London Bridge attack: Victim was trying to rehabilitate terrorist

One of the two people stabbed to death by the London Bridge attacker was a man trying to help rehabilitate him.

The terrorist Usman Khan was at a restorative justice conference when he carried out his attack, which was stopped by a murderer and other ex-convicts.

Questions are now being asked about why he was even there - and not still in prison.

Jack Merritt was a fierce advocate for restorative justice. He organised the prisoner rehabilitation conference in the building next to London Bridge on Friday.

But little did he know one of his attendees - 28-year-old Usman Khan - was there not to rebuild his life, but to destroy others.
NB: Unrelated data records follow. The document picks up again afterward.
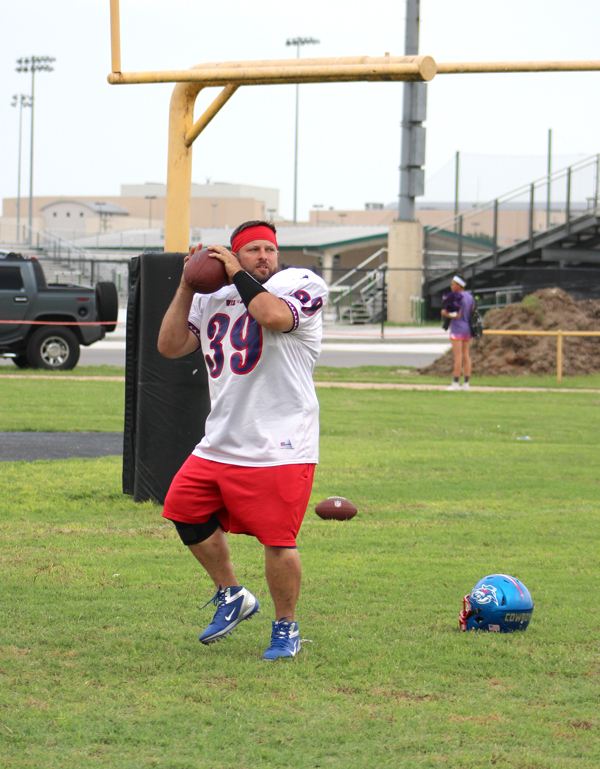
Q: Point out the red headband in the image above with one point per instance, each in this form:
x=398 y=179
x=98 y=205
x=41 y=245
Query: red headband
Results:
x=259 y=232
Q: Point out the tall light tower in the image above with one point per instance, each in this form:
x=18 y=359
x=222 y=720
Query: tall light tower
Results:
x=20 y=101
x=298 y=41
x=33 y=64
x=414 y=110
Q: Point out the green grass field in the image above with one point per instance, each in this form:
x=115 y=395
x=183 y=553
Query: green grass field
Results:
x=100 y=663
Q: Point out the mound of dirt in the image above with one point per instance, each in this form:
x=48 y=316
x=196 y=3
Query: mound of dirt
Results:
x=549 y=309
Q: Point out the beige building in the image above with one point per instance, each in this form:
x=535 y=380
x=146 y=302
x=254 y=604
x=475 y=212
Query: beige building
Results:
x=139 y=206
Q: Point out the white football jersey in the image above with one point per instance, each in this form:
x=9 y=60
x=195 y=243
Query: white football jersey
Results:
x=264 y=408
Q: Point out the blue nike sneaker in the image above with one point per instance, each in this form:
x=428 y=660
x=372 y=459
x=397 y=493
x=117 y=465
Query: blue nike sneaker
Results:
x=285 y=640
x=234 y=604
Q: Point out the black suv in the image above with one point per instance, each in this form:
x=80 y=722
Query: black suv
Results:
x=63 y=315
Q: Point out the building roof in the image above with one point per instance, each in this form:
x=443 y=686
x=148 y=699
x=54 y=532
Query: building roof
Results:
x=323 y=238
x=108 y=209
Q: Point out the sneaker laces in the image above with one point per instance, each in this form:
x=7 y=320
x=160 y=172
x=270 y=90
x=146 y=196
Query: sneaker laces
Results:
x=281 y=633
x=218 y=600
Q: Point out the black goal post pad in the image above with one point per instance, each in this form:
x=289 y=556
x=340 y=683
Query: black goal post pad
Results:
x=166 y=401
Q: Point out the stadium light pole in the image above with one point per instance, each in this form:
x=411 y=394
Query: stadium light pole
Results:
x=33 y=64
x=298 y=41
x=21 y=101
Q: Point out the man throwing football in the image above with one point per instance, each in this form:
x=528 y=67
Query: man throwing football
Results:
x=252 y=472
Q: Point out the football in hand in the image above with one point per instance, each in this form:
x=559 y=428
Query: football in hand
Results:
x=336 y=508
x=205 y=273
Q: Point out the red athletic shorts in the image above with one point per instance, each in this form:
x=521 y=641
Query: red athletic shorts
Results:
x=267 y=502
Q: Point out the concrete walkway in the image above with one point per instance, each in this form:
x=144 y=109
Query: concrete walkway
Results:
x=31 y=446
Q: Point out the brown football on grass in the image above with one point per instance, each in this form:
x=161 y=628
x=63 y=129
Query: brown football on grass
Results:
x=336 y=508
x=205 y=273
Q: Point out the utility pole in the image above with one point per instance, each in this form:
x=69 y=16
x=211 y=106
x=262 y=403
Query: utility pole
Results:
x=33 y=65
x=456 y=189
x=298 y=41
x=414 y=111
x=22 y=101
x=548 y=203
x=150 y=198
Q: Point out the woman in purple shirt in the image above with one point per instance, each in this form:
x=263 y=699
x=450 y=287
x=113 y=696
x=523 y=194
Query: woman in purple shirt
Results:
x=460 y=331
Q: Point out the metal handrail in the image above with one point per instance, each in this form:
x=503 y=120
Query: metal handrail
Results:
x=346 y=290
x=358 y=267
x=450 y=223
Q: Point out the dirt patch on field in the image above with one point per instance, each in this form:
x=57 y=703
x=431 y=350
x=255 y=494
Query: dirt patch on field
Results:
x=549 y=309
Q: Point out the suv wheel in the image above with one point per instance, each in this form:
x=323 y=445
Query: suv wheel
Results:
x=107 y=300
x=54 y=348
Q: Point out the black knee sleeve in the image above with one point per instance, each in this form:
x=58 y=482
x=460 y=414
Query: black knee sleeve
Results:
x=194 y=533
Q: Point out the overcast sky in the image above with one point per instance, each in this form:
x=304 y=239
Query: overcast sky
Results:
x=90 y=137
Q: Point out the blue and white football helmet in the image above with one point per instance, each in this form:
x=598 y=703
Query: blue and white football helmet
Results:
x=498 y=603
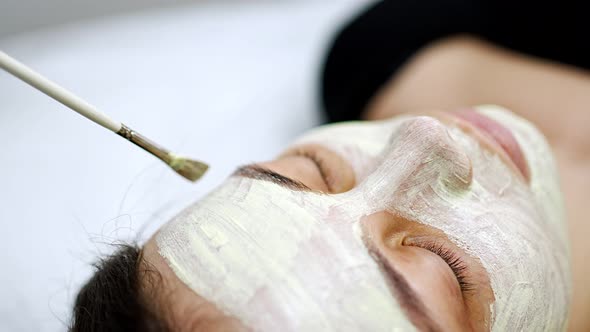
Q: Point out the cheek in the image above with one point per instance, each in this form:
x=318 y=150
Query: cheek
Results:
x=435 y=283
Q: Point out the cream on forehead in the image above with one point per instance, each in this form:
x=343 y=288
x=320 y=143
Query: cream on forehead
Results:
x=424 y=175
x=276 y=261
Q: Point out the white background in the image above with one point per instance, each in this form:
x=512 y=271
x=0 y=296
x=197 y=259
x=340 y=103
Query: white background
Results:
x=225 y=82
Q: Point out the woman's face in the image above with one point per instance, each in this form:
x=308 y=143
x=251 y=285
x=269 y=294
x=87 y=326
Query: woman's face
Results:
x=449 y=222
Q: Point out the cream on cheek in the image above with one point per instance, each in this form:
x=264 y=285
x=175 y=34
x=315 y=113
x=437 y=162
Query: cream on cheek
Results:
x=280 y=260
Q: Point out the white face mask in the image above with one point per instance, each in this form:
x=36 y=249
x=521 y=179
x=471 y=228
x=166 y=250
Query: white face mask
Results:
x=279 y=259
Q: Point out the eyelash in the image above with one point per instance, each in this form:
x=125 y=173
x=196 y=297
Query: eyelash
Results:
x=319 y=162
x=454 y=261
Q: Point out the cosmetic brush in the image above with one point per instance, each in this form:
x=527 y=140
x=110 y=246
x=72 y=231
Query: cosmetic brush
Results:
x=187 y=168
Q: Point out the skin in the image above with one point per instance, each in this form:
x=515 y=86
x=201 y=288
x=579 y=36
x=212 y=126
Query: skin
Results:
x=438 y=288
x=455 y=72
x=450 y=308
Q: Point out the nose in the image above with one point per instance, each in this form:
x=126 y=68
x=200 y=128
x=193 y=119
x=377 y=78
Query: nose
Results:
x=421 y=156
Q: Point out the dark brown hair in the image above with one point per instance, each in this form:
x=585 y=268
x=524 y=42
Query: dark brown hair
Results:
x=114 y=298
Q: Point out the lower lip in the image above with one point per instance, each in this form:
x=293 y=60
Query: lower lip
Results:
x=500 y=135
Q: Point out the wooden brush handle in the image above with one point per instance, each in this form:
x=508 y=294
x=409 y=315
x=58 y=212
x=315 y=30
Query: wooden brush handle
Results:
x=57 y=92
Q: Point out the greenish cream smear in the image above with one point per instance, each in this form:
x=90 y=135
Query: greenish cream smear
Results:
x=284 y=260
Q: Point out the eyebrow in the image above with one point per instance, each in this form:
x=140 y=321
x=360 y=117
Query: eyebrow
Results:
x=258 y=172
x=407 y=297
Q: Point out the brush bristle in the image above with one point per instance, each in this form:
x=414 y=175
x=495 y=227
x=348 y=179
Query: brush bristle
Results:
x=189 y=169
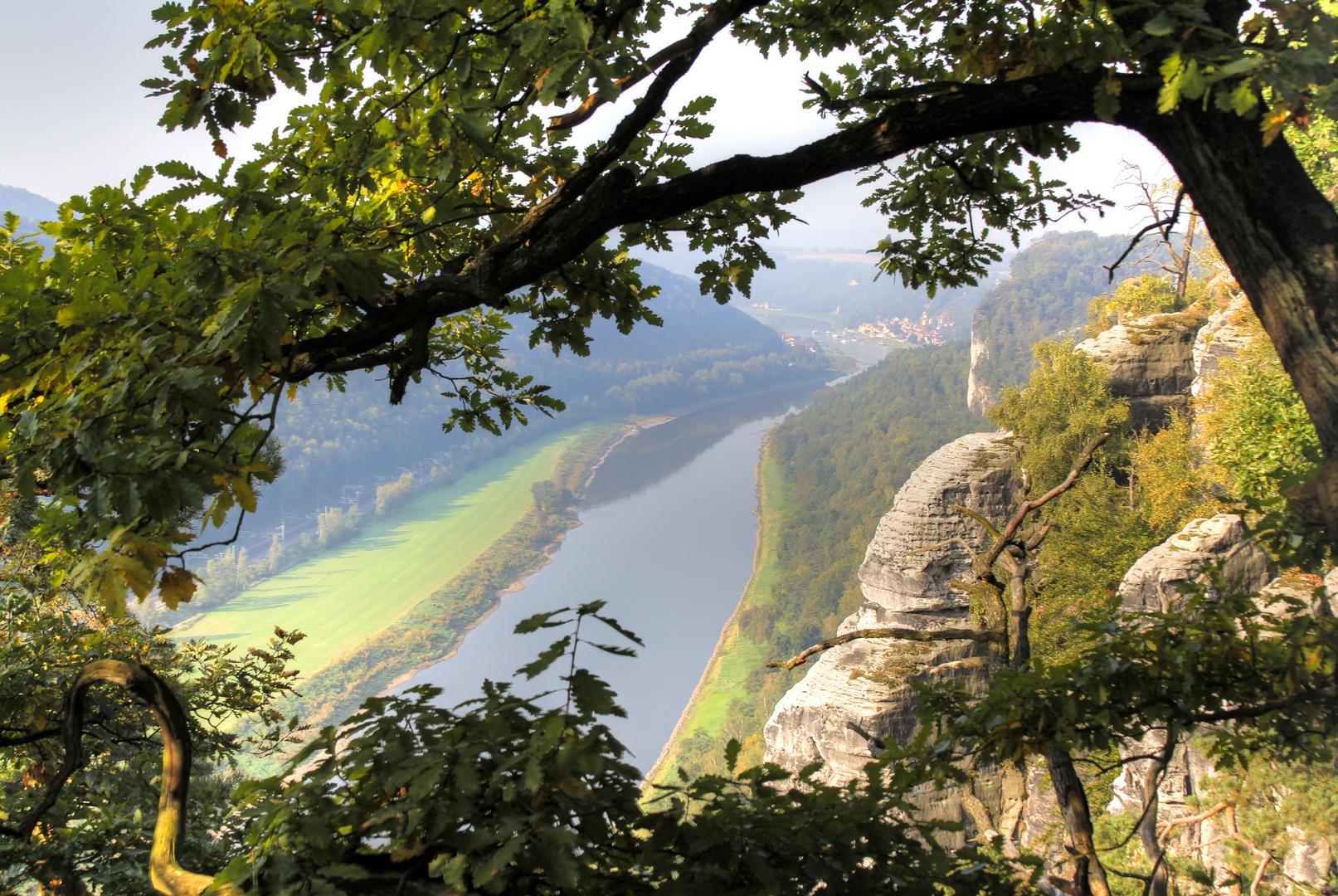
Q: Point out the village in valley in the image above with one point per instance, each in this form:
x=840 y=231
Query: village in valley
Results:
x=927 y=330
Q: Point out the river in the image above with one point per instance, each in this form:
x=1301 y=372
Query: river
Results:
x=667 y=538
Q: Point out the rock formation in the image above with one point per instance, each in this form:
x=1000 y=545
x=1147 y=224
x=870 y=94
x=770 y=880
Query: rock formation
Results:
x=1151 y=583
x=1151 y=364
x=919 y=546
x=1224 y=336
x=977 y=391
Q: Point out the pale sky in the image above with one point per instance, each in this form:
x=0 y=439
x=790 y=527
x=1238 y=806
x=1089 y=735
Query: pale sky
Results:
x=72 y=115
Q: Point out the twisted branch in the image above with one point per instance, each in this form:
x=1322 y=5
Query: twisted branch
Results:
x=165 y=872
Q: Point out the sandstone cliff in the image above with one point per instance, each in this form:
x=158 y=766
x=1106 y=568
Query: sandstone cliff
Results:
x=1185 y=789
x=1158 y=363
x=1151 y=364
x=919 y=546
x=977 y=391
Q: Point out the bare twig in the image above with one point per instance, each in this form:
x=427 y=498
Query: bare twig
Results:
x=1026 y=507
x=720 y=15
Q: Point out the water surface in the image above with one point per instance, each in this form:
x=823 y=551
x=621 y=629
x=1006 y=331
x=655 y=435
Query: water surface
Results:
x=667 y=538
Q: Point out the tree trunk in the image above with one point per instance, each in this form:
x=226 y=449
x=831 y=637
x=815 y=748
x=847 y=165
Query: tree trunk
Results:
x=1078 y=819
x=1151 y=812
x=1279 y=237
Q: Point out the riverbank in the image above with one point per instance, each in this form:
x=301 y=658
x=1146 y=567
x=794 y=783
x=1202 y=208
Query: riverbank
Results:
x=436 y=626
x=739 y=658
x=349 y=592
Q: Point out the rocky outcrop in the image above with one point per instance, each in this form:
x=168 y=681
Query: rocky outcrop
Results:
x=1151 y=364
x=921 y=544
x=1152 y=582
x=977 y=391
x=1224 y=336
x=1151 y=585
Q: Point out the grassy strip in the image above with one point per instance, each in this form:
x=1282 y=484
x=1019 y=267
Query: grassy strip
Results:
x=436 y=625
x=345 y=596
x=713 y=712
x=826 y=478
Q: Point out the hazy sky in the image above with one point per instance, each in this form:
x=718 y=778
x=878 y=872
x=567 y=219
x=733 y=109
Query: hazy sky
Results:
x=72 y=115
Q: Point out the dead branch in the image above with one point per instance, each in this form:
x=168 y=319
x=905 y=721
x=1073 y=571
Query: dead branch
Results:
x=1026 y=507
x=718 y=17
x=902 y=634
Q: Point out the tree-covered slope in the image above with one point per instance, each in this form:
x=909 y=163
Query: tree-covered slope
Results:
x=1047 y=295
x=30 y=207
x=827 y=475
x=703 y=352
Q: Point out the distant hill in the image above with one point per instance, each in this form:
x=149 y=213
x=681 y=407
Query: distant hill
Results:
x=30 y=207
x=704 y=352
x=26 y=203
x=1045 y=295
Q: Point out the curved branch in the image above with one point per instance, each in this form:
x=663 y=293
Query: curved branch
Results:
x=168 y=876
x=901 y=634
x=716 y=19
x=1019 y=515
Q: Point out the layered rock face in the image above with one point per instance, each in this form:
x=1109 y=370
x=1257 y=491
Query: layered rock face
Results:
x=977 y=392
x=1224 y=336
x=1151 y=364
x=1151 y=586
x=921 y=544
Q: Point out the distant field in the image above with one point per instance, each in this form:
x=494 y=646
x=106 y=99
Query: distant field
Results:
x=767 y=316
x=345 y=596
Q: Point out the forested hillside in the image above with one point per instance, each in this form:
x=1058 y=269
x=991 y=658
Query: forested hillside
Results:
x=703 y=353
x=1045 y=295
x=827 y=475
x=849 y=292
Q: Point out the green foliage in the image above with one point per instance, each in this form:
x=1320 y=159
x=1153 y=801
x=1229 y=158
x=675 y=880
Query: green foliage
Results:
x=1215 y=658
x=436 y=625
x=1255 y=426
x=1045 y=296
x=1095 y=538
x=1170 y=478
x=840 y=461
x=100 y=830
x=390 y=498
x=504 y=796
x=703 y=352
x=1064 y=406
x=1316 y=148
x=1135 y=297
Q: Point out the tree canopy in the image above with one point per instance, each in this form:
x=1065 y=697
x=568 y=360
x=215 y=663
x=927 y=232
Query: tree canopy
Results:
x=427 y=187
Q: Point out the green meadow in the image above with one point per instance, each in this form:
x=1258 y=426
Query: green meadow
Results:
x=351 y=592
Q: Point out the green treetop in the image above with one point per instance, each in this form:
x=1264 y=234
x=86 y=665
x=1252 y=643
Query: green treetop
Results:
x=425 y=189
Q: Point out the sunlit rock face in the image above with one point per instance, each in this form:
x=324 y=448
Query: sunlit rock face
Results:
x=977 y=392
x=1151 y=364
x=1152 y=585
x=1152 y=582
x=1224 y=336
x=919 y=546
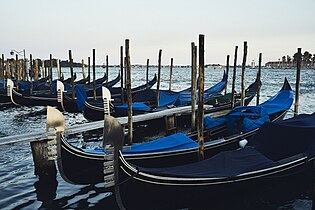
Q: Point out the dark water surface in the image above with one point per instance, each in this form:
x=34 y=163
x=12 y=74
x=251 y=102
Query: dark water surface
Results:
x=21 y=189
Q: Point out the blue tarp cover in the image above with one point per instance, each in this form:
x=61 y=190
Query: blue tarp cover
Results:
x=139 y=106
x=183 y=98
x=224 y=164
x=273 y=142
x=285 y=138
x=81 y=97
x=246 y=118
x=173 y=142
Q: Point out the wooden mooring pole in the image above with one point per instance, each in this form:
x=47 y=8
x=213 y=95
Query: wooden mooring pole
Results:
x=17 y=71
x=43 y=68
x=200 y=98
x=258 y=77
x=94 y=82
x=83 y=73
x=1 y=67
x=45 y=151
x=89 y=69
x=159 y=79
x=122 y=75
x=129 y=96
x=72 y=74
x=59 y=68
x=50 y=73
x=234 y=77
x=243 y=74
x=36 y=74
x=31 y=74
x=147 y=72
x=227 y=72
x=43 y=166
x=193 y=85
x=107 y=71
x=171 y=72
x=297 y=83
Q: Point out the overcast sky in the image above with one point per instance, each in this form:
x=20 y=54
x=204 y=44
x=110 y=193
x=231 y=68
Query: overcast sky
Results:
x=42 y=27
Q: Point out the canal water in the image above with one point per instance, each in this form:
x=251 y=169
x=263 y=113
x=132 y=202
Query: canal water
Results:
x=21 y=189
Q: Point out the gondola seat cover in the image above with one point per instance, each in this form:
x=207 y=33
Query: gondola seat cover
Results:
x=81 y=97
x=246 y=118
x=225 y=164
x=273 y=142
x=286 y=138
x=173 y=142
x=139 y=106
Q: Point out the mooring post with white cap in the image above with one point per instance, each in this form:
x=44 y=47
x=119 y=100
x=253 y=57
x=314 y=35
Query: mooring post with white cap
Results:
x=45 y=151
x=297 y=83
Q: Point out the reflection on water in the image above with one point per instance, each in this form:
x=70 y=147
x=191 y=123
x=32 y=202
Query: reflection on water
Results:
x=21 y=189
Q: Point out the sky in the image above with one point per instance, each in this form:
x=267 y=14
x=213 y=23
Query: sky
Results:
x=272 y=27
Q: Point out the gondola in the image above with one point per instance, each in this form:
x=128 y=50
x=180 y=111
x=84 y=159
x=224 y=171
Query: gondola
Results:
x=84 y=166
x=73 y=105
x=94 y=109
x=37 y=98
x=144 y=101
x=280 y=153
x=5 y=100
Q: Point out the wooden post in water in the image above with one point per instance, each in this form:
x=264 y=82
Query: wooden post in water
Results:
x=7 y=69
x=125 y=69
x=72 y=74
x=17 y=71
x=89 y=69
x=31 y=74
x=36 y=74
x=59 y=68
x=193 y=85
x=107 y=70
x=159 y=80
x=297 y=83
x=1 y=66
x=129 y=96
x=94 y=82
x=43 y=166
x=234 y=77
x=227 y=72
x=243 y=74
x=122 y=74
x=200 y=98
x=50 y=73
x=83 y=73
x=147 y=73
x=171 y=72
x=43 y=68
x=258 y=77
Merritt was one of two people killed by Khan when he went on a stabbing rampage at the event yesterday.

The fact Usman Khan was there at all is now the focus of intense public debate. He was automatically released from prison in December last year - just halfway through his 16-year indeterminate sentence for planning to blow up the London Stock Exchange.

Today the BBC released an interview with a teenage Khan from 2008, following a raid on his address in Stoke on Trent by anti-terror police.

"I been born and bred in England, in Stoke-on-Trent in Cobridge, and the older community knows me [sic]," he said.

"And if you ask them, they will know that these labels that they're putting on us like 'terrorist' - they all know - I ain't, I ain't no terrorist [sic]."

But he was a terrorist, jailed in part for a plot to kill Boris Johnson, who today said Khan should not have been released early.

"This system simply isn't working. It does not make sense to us as a society, putting people committed of terrorist offences, violent offences back on the streets. They should serve the term, the tariff handed down," he said.

His release didn't even go through a parole board. He walked free with an electronic ankle tag, an enrolment in a deradicalisation course, and what police say were extensive conditions.

But with two people dead - plus Khan himself - and three others still in hospital, even Khan's lawyer's now questioning the justice system.

"When you're dealing with ideological offenders, when you're dealing with terrorist offenders, it requires more than the conventional probation, these are not normal offenders," Vajahat Sharif said.

"These are individuals who have fundamental ideological differences that need to be challenged and addressed."

A letter has since surfaced, written by Khan in prison in 2012, saying he regretted his Jihadist past, which he now realised was not according to Islam and its teachings.

Police are searching two properties linked to Khan and extra police are on the streets. A large cordon around the bridge remains in place where some Londoners have already started paying their respects.